Turkish Economy Rebounds With 11.7 Pct Growth Spurt In Q1

Lizbon Büyükelçiliği 01.07.2010
The Turkish economy expanded at the breakneck speed of 11.7 percent in the first quarter of 2010 over the same period a year ago, suggesting a strong recovery from the severe recession that took a profound toll on the global economy. Market analysts and business circles, however, cautioned that such a pace is unlikely to continue in the coming quarter, even though all of them agree that the economy will continue to grow. The Turkish economy made a strong comeback at the end of 2009, by growing at a higher-than-anticipated rate of 6 percent from a year earlier, after a continuous contraction for four quarters in a row. Even though last year ended with a contraction of 4.7 percent, the performance of the economy was promising as that rate was well below expectations. Turkey started this year with an influx of positive economic data, suggesting that the country had managed to remain afloat amidst the devastating global credit crunch and is about to leave the recession behind.

The Turkish Statistics Institute (TurkStat) released its quarterly growth rates on Wednesday, revealing that the economy had continued to grow for the second straight quarter. The growth rate was in double digits, in line with market expectations. Accordingly, Turkey’s gross domestic product (GDP) amounted to TL 23.35 billion at constant prices in the first three months of the year, 11.7 percent higher than a year earlier, when the economy contracted by 14.5 percent.
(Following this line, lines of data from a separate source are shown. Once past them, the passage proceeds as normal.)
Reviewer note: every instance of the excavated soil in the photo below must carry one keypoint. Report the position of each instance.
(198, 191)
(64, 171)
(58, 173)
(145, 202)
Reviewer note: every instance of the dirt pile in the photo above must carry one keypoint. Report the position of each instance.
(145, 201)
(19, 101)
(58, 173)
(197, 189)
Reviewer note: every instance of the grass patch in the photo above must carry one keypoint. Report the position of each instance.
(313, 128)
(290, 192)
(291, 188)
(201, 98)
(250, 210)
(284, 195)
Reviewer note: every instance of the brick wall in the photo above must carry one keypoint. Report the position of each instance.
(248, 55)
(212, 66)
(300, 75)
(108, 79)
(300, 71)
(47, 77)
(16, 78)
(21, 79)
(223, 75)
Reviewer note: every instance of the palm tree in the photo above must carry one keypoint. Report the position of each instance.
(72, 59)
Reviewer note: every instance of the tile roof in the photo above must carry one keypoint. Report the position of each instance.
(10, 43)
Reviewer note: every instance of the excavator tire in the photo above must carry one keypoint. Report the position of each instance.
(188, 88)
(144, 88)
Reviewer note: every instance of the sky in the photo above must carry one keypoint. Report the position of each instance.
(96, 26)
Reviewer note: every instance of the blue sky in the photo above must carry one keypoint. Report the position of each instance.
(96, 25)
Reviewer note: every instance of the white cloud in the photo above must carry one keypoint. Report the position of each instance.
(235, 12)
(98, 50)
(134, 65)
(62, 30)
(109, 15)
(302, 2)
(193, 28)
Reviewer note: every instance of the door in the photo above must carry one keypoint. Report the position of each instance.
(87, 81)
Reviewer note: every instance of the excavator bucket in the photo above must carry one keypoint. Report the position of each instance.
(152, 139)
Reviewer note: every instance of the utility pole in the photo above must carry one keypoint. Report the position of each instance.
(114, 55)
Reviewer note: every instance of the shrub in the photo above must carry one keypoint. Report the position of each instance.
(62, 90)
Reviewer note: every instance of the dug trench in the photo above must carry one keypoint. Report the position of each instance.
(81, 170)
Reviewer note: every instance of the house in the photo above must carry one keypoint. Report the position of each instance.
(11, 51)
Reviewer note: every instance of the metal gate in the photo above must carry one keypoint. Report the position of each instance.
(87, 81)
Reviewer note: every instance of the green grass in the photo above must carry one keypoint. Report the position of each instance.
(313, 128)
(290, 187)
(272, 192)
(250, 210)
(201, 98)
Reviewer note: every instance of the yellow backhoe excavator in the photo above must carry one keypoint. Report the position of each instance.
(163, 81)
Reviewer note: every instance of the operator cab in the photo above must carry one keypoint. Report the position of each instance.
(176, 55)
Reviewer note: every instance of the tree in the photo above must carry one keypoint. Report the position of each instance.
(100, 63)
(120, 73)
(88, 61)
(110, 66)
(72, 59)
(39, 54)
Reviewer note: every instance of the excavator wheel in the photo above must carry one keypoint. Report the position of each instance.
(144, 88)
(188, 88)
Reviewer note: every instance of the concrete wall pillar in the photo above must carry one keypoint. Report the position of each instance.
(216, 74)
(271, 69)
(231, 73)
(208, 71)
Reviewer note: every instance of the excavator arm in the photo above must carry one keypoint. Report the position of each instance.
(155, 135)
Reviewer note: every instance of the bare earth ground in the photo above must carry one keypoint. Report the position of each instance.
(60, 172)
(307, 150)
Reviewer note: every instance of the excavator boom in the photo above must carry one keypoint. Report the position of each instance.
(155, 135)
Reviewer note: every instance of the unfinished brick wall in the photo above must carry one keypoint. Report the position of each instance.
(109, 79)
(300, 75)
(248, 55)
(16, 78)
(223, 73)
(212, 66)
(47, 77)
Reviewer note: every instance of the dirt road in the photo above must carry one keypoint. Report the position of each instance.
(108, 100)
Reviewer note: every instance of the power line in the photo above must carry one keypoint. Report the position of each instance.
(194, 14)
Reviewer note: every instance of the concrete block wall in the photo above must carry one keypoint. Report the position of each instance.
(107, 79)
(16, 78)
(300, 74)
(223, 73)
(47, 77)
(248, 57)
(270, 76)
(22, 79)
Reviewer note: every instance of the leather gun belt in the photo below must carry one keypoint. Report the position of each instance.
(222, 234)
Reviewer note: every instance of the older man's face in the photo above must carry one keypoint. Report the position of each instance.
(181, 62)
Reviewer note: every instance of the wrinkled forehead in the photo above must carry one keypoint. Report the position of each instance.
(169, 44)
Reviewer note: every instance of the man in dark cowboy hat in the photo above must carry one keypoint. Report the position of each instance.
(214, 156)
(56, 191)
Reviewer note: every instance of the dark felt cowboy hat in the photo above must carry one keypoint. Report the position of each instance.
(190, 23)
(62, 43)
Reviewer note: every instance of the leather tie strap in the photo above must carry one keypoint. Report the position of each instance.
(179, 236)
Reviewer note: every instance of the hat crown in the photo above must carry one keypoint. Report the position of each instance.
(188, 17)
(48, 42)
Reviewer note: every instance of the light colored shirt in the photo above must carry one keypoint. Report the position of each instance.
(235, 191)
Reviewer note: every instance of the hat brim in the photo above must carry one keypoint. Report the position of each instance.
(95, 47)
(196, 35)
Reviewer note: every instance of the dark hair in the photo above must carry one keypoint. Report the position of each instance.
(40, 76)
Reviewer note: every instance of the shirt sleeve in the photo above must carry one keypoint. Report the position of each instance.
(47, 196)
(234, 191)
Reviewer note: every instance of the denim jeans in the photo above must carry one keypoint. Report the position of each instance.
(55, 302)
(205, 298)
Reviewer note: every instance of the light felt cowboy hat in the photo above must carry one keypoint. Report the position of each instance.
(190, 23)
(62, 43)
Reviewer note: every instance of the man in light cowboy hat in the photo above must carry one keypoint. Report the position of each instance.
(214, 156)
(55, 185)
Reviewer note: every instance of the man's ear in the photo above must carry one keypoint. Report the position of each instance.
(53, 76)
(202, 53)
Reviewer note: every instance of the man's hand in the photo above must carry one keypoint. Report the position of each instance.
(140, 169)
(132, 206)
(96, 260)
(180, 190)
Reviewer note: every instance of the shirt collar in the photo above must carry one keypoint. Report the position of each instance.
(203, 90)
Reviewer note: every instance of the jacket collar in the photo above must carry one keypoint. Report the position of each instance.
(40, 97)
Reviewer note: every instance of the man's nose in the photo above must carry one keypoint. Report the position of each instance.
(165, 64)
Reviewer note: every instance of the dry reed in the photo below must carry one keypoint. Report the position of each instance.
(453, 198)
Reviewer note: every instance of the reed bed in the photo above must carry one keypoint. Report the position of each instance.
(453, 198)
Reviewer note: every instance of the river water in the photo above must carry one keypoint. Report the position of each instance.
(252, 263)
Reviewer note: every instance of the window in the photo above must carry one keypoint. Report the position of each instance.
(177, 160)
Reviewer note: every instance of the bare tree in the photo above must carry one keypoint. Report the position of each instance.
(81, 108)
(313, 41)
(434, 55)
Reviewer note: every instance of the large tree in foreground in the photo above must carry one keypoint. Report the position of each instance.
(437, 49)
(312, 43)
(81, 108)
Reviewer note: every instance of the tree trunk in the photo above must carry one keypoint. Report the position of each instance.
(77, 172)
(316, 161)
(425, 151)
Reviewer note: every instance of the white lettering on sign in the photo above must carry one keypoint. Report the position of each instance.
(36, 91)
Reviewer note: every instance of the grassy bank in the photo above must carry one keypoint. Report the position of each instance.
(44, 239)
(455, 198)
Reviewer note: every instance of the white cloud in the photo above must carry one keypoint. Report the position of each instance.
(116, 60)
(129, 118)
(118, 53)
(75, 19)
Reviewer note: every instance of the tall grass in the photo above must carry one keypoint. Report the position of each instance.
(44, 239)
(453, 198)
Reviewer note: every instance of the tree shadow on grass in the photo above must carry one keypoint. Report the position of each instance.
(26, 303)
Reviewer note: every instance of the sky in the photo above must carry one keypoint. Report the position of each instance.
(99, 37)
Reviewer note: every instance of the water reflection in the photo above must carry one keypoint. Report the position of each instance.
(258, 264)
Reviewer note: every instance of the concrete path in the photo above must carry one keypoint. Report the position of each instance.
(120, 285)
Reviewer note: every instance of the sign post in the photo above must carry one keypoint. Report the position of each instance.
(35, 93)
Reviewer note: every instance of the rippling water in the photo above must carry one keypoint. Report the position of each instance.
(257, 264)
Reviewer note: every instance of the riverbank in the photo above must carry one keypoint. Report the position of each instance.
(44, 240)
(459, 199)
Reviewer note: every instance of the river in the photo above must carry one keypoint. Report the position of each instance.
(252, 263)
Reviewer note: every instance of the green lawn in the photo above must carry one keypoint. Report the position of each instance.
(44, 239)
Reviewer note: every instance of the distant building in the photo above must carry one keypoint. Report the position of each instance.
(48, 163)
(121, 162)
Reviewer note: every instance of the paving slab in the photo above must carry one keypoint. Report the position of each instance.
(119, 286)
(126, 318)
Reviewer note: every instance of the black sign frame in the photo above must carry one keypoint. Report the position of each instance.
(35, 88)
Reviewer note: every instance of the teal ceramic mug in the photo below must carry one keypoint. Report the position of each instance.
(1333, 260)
At current prices the year-on-year growth in the GDP was 16 percent, reaching a total GDP of TL 243.26 billion.

Prime Minister Recep Tayyip Erdoğan signaled that the first quarter growth figures will definitely be high during his speech at the Justice and Development Party (AK Party) parliamentary group meeting yesterday. “Turkey’s growth performance is drawing worldwide attention. This has been confirmed by each and every leader I have talked with. With the growth rates to be announced [Wednesday], we will hopefully be breaking a new record.”

However, even though the growth surge in GDP was the largest in six years, it failed to break the record, albeit by only a tiny margin, and remained behind the growth rate seen in the second quarter of 2004, 11.9 percent.

With this phenomenal growth rate, Turkey came in second among the G-20 economies, after China, which posted a growth rate of 11.9 percent. During this period the European Union economy expanded by only 0.3 percent, with Germany and France expanding by 1.5 and 1.2 percent, respectively, while the UK suffered a contraction of 0.3 percent.